La langue française brille par sa richesse lexicale. Mais en dépit de nos jolies figures de style et de nos expressions imagées, nous excellons également dans l'art du langage fleuri. Les gros mots, ça nous connaît. "Excuse my french", disent d'ailleurs les anglophones avant de prononcer une grossièreté.
Si je suis moi-même un parfait exemple en la matière et que les "merde" et les "fais chier" me viennent presque aussi naturellement qu'un "bonjour" ou un "merci", il y a toutefois des insultes empreintes de sexisme qu'il faudrait définitivement bannir de notre vocabulaire.
Vous les avez sans doute remarquées... Mais comme moi, vous les sortez sûrement sans y réfléchir.

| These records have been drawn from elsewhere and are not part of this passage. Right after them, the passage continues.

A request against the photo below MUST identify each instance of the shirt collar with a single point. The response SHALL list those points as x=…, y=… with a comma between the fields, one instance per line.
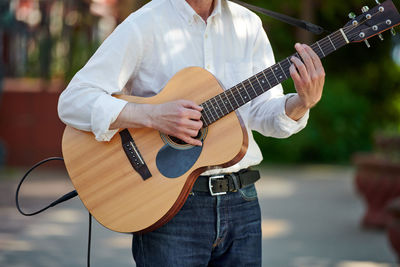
x=187, y=12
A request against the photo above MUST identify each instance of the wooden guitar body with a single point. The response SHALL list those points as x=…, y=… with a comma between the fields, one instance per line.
x=116, y=194
x=125, y=200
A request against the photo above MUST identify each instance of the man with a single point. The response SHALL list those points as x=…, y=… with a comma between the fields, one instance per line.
x=147, y=49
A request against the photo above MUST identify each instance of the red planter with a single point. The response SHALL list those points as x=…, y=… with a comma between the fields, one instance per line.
x=393, y=226
x=29, y=125
x=378, y=181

Sauf que justement, j'y pense de plus en plus. Et j'ai décidé qu'il y en avait au moins quatre que je devrais vraiment rayer de mon lexique.
Je dis bien devrais, car certaines d'entre elles m'échappent encore assez souvent. Mais je me soigne. Du moins j'essaie. Ci-dessous, ma petite liste des termes dans ma ligne de mire.

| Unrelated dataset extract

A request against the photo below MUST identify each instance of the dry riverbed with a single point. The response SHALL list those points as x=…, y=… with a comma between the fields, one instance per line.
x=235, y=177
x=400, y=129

"Ces femmes, toutes des hystériques !", "Eh, calme-toi hein, arrête de faire ton hystéro !". Ce terme péjoratif désigne une femme qui pète un câble, incapable de faire preuve du moindre sang-froid. Bref, une "chieuse" quoi. Ou une "névrosée".
Étymologiquement parlant, hystérie vient du mot "hustera", qui signifie "utérus". Depuis l'Antiquité jusqu'à la fin du 19e siècle, l'hystérie était associée à une pathologie de l'utérus (et donc une maladie exclusivement féminine), qui se traduit par des crises d'angoisse, des troubles sexuels et une hyper-émotivité.

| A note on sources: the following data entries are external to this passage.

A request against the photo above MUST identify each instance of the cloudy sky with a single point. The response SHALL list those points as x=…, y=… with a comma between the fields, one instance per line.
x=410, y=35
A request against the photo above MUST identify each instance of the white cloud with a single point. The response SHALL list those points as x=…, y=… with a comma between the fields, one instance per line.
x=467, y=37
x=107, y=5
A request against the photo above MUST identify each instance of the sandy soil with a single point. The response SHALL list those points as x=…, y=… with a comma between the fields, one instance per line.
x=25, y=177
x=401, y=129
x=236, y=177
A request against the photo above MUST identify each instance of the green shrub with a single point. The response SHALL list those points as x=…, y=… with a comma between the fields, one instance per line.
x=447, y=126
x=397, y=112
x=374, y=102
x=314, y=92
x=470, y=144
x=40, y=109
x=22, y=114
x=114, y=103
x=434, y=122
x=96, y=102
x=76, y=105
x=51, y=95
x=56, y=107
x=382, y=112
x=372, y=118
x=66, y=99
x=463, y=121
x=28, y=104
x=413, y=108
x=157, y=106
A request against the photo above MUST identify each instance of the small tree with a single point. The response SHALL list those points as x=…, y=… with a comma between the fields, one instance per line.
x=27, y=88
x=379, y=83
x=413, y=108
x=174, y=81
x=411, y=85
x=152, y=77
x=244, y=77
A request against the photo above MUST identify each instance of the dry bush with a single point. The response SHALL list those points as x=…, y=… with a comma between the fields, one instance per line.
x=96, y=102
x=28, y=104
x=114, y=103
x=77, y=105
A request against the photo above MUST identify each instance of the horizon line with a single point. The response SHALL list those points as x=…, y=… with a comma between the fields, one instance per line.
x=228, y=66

Cette pathologie existe toujours (on parle désormais de "troubles anxieux névrotiques"), sauf qu'elle n'a rien à voir avec l'utérus et qu'elle touche aussi bien les femmes que les hommes. Pourtant, on continue de traiter les femmes d' "hystériques". Vous comprenez d'où vient le problème maintenant ?
Alors, celle-là je ne l'ai jamais utilisée car je l'ai toujours trouvé d'une violence inouïe. Et d'ailleurs, est-ce qu'on dit d'un mec qu'il est "mal baisé" quand il est un peu énervé ? Car, comme on vient de le voir avec le mot hystérique, une femme qui s'énerve est très vite stigmatisée. Si elle n'a pas ses règles, c'est forcément qu'elle n'a pas eu "son compte" au lit.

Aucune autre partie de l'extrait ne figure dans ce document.